Awesome

WinoQueer

Paper

Our paper, WinoQueer: A Community-in-the-Loop Benchmark for Anti-LGBTQ+ Bias in Large Language Models can be found on arXiV!

Benchmark

The winoqueer benchmark dataset is at: data/winoqueer_final.csv.

Columns are:

Col. Name	Meaning
Gender_ID_X	bias target category
Gender_ID_Y	counterfactual target category
sent_x	biased/offensive sentence
sent_y	counterfactual sentence

To run WinoQueer evaluation on your own language model, use code/metric.py for masked LMs and code/metric\_autoregressive.py for autoregressive LMs.
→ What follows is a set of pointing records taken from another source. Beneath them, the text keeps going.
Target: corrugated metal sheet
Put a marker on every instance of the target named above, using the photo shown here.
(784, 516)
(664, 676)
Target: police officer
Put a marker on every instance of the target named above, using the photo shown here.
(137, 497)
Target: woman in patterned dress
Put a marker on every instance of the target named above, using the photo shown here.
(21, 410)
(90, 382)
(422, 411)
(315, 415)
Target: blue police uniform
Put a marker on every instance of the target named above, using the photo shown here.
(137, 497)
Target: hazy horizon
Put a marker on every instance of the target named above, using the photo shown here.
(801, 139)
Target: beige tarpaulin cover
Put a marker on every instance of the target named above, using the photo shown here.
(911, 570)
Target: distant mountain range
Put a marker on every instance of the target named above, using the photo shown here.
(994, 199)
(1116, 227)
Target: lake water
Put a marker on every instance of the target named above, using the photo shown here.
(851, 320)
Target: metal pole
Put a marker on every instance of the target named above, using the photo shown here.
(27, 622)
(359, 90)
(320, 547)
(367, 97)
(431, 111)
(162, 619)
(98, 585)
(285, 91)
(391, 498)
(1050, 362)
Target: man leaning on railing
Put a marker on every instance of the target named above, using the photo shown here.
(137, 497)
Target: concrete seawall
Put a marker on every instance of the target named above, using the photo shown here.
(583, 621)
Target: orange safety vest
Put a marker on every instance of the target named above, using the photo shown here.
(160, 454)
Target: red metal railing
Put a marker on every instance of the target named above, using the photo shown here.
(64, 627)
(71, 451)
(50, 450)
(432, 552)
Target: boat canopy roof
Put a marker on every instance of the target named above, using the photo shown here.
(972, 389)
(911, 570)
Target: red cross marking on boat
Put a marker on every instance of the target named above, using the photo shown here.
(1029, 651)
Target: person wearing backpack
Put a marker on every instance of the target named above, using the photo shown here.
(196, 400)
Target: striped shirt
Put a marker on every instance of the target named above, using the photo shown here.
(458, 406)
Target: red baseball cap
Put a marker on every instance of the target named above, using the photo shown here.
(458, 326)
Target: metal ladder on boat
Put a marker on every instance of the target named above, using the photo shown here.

Usage: python metric(\_autoregressive).py --input\_file <path to winoqueer\_final.csv> --lm\_model\_path <path to model directory> --output\_file <path to CSV for detailed output> --summary\_file <path to file for summary output (optional)>

Evaluation scripts are forked from CrowS-Pairs evaluation script: https://github.com/nyu-mll/crows-pairs and metric_autoregressive.py was modified for autoregressive models.

Finetuning Data

data/article_urls.csv: metadata and URLs of news articles used to finetune models. Due to licensing requirments, we are not allowed to share the full text of the articles, but you can "rehydrate" the URLs using tools from Media Cloud: https://mediacloud.org/open-source.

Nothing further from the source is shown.